Ayrıca; Baba F-4 1960-70’lerin zamanındaki 3. nesil konfigürasyonda, obsolete (demode) sistemlere sahip bir uçak da değildir, ciddi bir gövde ve avionik modernizasyonuna tabi tutularak 2000’lerin zamanındaki 3.75 nesil uçaklar konfigürasyonuna modifiye edilmiştir. Baba F-4; 2000’li yılların etkinliğinde, bombardıman görevlerini daha yüksek kapasite ile yerine getirecek şekilde modifiye edilmiş, kapasiteli ve yetenekli bir av/bombardıman uçağıdır.
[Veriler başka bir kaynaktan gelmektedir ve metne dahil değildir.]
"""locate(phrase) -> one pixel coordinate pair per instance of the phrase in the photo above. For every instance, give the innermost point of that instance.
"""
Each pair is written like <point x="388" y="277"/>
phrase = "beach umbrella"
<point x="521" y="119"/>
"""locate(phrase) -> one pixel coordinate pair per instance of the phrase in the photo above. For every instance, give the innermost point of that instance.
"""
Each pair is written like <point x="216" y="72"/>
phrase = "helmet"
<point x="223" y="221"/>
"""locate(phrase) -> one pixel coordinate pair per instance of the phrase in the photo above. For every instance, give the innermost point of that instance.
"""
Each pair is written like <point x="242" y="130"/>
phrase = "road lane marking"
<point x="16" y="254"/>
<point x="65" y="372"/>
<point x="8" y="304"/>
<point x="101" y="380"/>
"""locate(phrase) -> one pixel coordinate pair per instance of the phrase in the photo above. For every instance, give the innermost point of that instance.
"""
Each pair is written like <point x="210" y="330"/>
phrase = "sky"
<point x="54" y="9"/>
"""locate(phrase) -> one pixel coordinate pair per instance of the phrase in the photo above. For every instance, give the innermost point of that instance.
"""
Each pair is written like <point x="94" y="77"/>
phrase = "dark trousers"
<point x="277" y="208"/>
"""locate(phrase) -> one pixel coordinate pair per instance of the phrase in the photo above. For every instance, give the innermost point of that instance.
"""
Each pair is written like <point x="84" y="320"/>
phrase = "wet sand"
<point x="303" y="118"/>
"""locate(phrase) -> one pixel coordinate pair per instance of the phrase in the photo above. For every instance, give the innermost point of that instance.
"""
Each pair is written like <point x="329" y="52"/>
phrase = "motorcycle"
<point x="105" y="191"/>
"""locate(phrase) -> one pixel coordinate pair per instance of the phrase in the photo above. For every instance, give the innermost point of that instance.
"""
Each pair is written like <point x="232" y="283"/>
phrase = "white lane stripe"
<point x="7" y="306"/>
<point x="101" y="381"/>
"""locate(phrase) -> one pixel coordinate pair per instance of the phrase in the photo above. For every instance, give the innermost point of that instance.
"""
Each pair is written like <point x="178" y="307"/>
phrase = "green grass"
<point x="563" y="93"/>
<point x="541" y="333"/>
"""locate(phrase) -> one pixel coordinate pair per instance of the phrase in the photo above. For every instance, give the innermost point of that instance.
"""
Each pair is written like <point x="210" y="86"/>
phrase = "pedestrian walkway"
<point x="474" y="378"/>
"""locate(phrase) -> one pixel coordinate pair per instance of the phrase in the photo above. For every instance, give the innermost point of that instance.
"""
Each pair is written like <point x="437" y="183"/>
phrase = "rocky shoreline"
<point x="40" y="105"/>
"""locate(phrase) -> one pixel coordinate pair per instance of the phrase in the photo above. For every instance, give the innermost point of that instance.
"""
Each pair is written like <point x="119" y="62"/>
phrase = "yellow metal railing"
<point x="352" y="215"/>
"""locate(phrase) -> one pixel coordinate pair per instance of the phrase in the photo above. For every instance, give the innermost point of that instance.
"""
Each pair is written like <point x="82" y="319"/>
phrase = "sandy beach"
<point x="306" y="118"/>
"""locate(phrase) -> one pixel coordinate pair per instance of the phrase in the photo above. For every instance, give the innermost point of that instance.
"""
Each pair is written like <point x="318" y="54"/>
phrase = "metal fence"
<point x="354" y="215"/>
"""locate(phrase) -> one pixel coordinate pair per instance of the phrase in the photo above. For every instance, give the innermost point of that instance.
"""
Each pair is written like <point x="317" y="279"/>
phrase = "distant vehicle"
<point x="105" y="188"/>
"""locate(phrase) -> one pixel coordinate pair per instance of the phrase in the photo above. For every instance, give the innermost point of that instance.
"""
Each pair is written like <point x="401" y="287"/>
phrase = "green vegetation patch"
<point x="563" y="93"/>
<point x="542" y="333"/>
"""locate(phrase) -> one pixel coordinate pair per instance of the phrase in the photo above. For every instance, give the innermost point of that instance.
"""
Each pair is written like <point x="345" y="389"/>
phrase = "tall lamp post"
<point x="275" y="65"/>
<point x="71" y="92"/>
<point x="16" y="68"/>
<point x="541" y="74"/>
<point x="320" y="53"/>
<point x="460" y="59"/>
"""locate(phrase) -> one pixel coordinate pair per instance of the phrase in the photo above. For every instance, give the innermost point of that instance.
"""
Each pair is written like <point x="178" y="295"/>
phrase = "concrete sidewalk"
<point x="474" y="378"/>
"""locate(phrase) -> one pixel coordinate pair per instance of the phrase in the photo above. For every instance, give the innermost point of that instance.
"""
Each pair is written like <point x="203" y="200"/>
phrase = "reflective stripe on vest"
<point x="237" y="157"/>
Üstelik; Baba Fantom’un en önemli özelliklerinden birisi de konfigürasyonundaki uçuş bilgisayarının tüm kaynak kodlarının Türk Hava Kuvvetleri’nin elinde olmasıdır. Bu sayede, F-4 ve F-16 uçaklarımız için düşünülen çoğu modern ve milli mühimmatın kolaylıkla sörtifiye edilebilmeleri sağlanabilmektedir. Milli uçak silah sistemlerinin çoğunluğu envanterimize Baba F-4’ün bu özelliği sayesinde girmiştir. Bu kapasite de etkin bir lojistik sistem sayesinde kazanılmıştır.
Baba F-4’ün tüm gövde, yapısal ve aviyonik sistemlerine tam hakimiyet kazanan Türkiye; ulusal savunma sanayinin gelişimi ile birlikte bu uçakların kabiliyetlerini kendi imkânları ile geliştirmeye başladı. Bu kapsamda; TÜBİTAK SAGE tarafından geliştirilen Hassas Güdüm Kiti (HGK), INS/GPS güdümlü Kanat Güdüm Kiti (KGK); beton sığınak ve tünelleri tahrip etme kabiliyetine sahip tandem çift harp başlıklı Nüfuz Edici Bomba (NEB), SOM uzun menzilli seyir füzesi, ASELSAN tarafından geliştirilen hedefleme podu ASELPOD vb. sistemler hizmete girmiştir.
İşte bu efsane uçak için; Türk Hava Kuvvetleri Komutanlığı’nın envanterine girişinin 50’nci yılına özel, Basın ve Havacılık Fotoğrafçıları Günü düzenlendi. Uçak spotter’lığı hobi amaçlı ama fotoğraf sanatı yönüyle son derece teknik bir faaliyettir. Bana F-4 ile mükemmel bir hava fotoğrafçılığı faaliyeti de icra edildi.
Ancak, bu faaliyet efsanenin hizmete girişin 50. yılı öneminden hareketle; bu 50 yıldır hizmet eden efsaneyi yaşatanları anma gününe, onları onurlandırma gününe dönüştü. Bu bakımdan bu faaliyetin önemi ve anlamı, bir hava fotoğrafçılığı faaliyetinin çok çok üzerindeydi.
Peki, bu 50 yıllık efsaneyi yaşattıkları için bu faaliyete katılımları davet edilen, onurlandırılan duayenler arasında, örneğin; yıllarca, gece-gündüz bu uçağın duraliminium hidrolik borularını çelik borularla değiştirirken baştan aşağıya hidroliğe sıvananları temsilen davet edilen bir hidrolik ihtisaslı duayen var mıydı? Yada bu uçağın yakıt depolarının içinde gece-gündüz yıllarca çalışırken bazen bayılan yakıt ihtisaslı duayenlerden davet edilen oldu mu? Yağmur, kar, yaz, kış demeden bu uçağın uçuş öncesi, arası ve sonrası servislerini yapan, küçük, büyük, fabrika seviyesi bakımlarını yapan, yüzbinlerce arızasını faal eden, yüzbinlerce zaman aşımlı, arızalı vb. parçasını değiştiren, o parçaların da arızalarını gideren, o parçaların revizyonunu da yapan, burada hepsini sıralamaya kalktığımızda ansiklopedi serisine sızdıramayacağımız çeşit ve sayıda uçak bakım faaliyetini gerçekleştirenlerden, bu uçakla ile onlarca milli silah sistemini envanterimize kazandıran yazılımcılardan ve diğer duayenlerden temsilciler, bu törene davet edilip onurlandırıldılar mı?
Bu efsane uçağı 50 yıldır semalarımızda tutan devasa lojistik BUZDAĞI’nı oluşturan kitleden, bu uçağı yorulmadan, dinlenmeden, usanmadan havada tutan bu çelikten EL’in duayen temsilcilerinden de bu faaliyete davet edilip, onurlandırılanlar oldu mu? Oldularsa bile; maalesef onları basına ve sosyal medyaya dağılan görüntülerde göremedik.
Aile şirketlerinde nepotism (aile bireylerinin kayırılması) yaygındır. Ancak, aile şirketleri kurumsallaşamazlar, yani büyüyemezler ve sürekli olamazlar.